Background and aims Adductor canal block (ACB) is mainstream for pain management after total knee arthroplasty (TKA). Ultrasound visualization identifies the proper administration of proximal ACB (pACB); however, the large volume of local anesthetics spread proximally may lead the quadriceps deficit. the trial evaluated the potency of pACB with a large or small amount (with the same dose) of levobupivacaine with a double-blinded manner.
Methods Informed consent was received from all subjects and approved by IRB (UMIN26045). Subjects was randomized to receive 25 mg of 0.125% (20 mL) or 0.5% (5 mL) levobupivacaine. a tibial nerve block and multimodal analgesia protocols were provided. We evaluated the attained hours for the discharge criteria (ambulation, adequate knee flexion, using only oral non-opiate analgesics) as a primary outcome, in addition to the knee flexion beyond 120 degrees, the ability of the straight leg raise (SLR) and other postoperative parameters.
Results We analyzed each of the 62 subjects.
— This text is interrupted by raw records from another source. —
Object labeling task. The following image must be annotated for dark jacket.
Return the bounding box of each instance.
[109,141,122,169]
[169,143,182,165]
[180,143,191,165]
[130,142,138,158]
Median of the hours of the discharge criteria was 55.5 hours in 0.5% and 66 hours in 0.125% (p=0.04). the day of the knee flexion beyond 120 degrees was 6 days in 0.5% and 7 days in 0.125% (p=0.013). the frequency of SLR was 85.4% in 0.5% and 66.1% in 0.125% at immediately after surgery (p=0.02) and 93.5% in 0.5% and 77.4% in 0.125% (p=0.02) on the postoperative day 1.
Conclusions The results suggest only small volume (5 mL) of 0.5% levobupivacaine administration into pACB attained the earlier discharge, the deep knee flexion, and the quadriceps-sparing after TKA.